Bladder & Bowel Foundation Trustee
Dr Alan Cottenden
Dr Alan Cottenden took a first degree in Materials Science at Cambridge University followed by a CASE sutdentship PhD in the mechanical properties of machine tool materials at Cambridge and the National Physical Laboratory. He subsequently spent five years at Sussex University, where he developed an interest in incontinence technology. In 1984 he moved to University College, London to start a new collaboration with Prof James Malone-Lee (geriatrician) and Dr Mandy Fader (nurse).
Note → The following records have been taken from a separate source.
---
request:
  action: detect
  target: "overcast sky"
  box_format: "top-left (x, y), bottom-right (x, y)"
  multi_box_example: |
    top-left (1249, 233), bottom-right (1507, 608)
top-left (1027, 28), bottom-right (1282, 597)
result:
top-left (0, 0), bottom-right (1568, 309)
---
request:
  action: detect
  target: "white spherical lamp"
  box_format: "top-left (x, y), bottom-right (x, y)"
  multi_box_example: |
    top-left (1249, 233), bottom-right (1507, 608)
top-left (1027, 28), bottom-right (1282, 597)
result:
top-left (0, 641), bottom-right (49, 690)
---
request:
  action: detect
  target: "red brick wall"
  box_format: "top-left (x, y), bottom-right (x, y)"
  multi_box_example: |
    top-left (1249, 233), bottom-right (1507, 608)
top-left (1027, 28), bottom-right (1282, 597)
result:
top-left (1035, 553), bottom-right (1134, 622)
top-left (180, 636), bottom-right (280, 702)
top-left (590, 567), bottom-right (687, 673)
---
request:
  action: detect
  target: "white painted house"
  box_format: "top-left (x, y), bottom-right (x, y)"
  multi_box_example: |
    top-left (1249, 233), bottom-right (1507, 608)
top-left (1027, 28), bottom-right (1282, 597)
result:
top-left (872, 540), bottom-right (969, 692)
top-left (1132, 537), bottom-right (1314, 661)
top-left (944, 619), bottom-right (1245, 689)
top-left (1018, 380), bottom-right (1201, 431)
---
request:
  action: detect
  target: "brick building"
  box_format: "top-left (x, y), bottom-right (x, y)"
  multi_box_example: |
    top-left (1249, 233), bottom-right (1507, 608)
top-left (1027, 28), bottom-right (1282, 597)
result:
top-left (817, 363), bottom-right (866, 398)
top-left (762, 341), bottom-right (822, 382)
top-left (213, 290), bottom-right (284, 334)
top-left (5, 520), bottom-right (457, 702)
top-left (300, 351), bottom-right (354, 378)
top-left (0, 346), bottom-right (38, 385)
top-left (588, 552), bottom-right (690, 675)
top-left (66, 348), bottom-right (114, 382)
This persists to the present day as the multi-disciplinary Continence and Skin Technology Group (CSTG), which addresses the needs of intractably incontinent people and their caregivers.
CSTG work involves numerous collaborations with industry, hospitals, incontinent user groups and universities and current projects range from understanding the fundamental science of absorbency and of incontinence-related skin health, through the development of instrumentation for laboratory and clinical work, product development, and the laboratory and clinical evaluation of existing and prototype products, and the development of international product standards, to work on incontinence-related quality of life and health economic measures.
Dr Cottenden has a particular interest in absorbent products and a major thrust of recent years has been to develop predictive models to facilitate the design of more effective products based on a sound understanding of the interaction between urine and absorbent/porous materials. Complementary work has aimed to establish links between the clinical performance of pads (notably leakage and wet comfort) and laboratory data. Two large international projects have produced data upon which international standards have been based and a recent study - which established the (non) efficacy of various design featuers - is being used by the UK NHS Purchasing and Supplies Agency as a basis for placing national contracts with pad suppliers.
Dr Cottenden has published widely in the clinical and technical incontinence literature. He is chair of the committee that organises the biennial 'Incontinence: the Engineering Challenge' conferences in London which gather highly multi-disciplinary groups to stimulate fresh thinking on the role of technology in diagnosing, treating and managing incontinence. He was on the faculty of all four International Consultations on Incontinence and chaired the committee on Management with Continence Products for the two most recent consultations. Dr Cottenden holds some 20 patents for incontinence product designs of which the most successful is Kylie Pants, an aesthetically attractive washable absorbent product for lightly incontinent people.